Reaction versus Progress, 1815-1848

Learning Objectives

Chapter 11 teaches students about:

The rise of industrial society within the capitalist system.

The innovations in agriculture, industry, and transportation that led to the industrial revolution that took place in Britain.

The social consequences of the industrial revolution.

The proliferation of doctrines and movements after 1815, including laissez faire political economy, Romanticism, and feminism.

The emergence of cultural nationalism as a program for political action, especially where people of the same nationality were subject to foreign rule.

The fear of revolution after Napoleon's defeat, which led to the entrenchment of reactionary policies.

The congresses of the Great Powers, which were the initial experiments with a system of international regulation by the European countries.
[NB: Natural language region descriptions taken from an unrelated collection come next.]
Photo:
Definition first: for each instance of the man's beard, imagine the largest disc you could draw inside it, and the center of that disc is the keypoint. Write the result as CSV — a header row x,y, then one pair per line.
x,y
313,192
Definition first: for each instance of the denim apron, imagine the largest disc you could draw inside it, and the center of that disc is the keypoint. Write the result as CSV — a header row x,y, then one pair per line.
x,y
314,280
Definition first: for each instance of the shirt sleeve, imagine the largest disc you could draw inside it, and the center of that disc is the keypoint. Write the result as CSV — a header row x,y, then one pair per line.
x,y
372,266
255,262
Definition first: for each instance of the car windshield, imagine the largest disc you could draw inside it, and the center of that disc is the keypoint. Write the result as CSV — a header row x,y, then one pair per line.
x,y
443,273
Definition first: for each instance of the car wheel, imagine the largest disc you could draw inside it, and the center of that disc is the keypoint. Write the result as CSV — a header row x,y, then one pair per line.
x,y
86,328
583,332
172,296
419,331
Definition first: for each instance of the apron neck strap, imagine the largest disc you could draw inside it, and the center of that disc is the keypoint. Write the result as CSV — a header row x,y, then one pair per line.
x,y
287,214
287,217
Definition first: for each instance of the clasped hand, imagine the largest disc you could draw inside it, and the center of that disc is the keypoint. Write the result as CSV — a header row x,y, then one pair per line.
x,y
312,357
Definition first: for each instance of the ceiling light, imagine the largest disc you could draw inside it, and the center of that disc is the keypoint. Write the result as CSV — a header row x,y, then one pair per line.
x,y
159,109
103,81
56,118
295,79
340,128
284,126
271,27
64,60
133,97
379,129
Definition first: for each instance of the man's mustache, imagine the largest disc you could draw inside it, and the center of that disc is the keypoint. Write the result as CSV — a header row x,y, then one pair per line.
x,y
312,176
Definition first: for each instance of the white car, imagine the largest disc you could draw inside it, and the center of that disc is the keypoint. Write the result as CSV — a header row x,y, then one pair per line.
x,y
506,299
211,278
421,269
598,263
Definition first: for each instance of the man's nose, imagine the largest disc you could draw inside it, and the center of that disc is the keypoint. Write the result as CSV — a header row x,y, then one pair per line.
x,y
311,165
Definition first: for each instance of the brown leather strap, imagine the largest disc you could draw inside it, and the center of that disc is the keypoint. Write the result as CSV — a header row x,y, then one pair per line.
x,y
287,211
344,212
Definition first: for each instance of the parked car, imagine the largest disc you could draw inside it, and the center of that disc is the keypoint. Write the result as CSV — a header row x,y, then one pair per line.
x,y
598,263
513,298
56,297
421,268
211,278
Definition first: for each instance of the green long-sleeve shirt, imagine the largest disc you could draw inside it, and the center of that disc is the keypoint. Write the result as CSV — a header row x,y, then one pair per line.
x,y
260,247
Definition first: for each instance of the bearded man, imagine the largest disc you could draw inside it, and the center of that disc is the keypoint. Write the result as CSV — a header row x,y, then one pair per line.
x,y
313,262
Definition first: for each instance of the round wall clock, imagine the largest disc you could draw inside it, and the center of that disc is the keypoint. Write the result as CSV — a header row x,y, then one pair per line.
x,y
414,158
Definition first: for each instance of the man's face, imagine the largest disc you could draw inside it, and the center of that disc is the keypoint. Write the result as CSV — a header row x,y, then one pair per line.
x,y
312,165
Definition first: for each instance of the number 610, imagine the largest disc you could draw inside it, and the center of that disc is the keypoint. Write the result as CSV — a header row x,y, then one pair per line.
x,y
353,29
The seeming containment of the revolutionary forces unleashed by the French Revolution, some ten years after Napoleon's defeat.

The successful resurgence of nationalism and revolution in France, Belgium, and Poland after 1830.

The ambiguous impact of the Reform movement in Britain.

The golden age of the bourgeoisie and their influence upon Europe, especially Britain.

The estrangement of labor during the bourgeois age, and the rapid spread of socialism among the working classes.

The growing divide between western Europe's liberalism and eastern Europe's autocratic monarchies.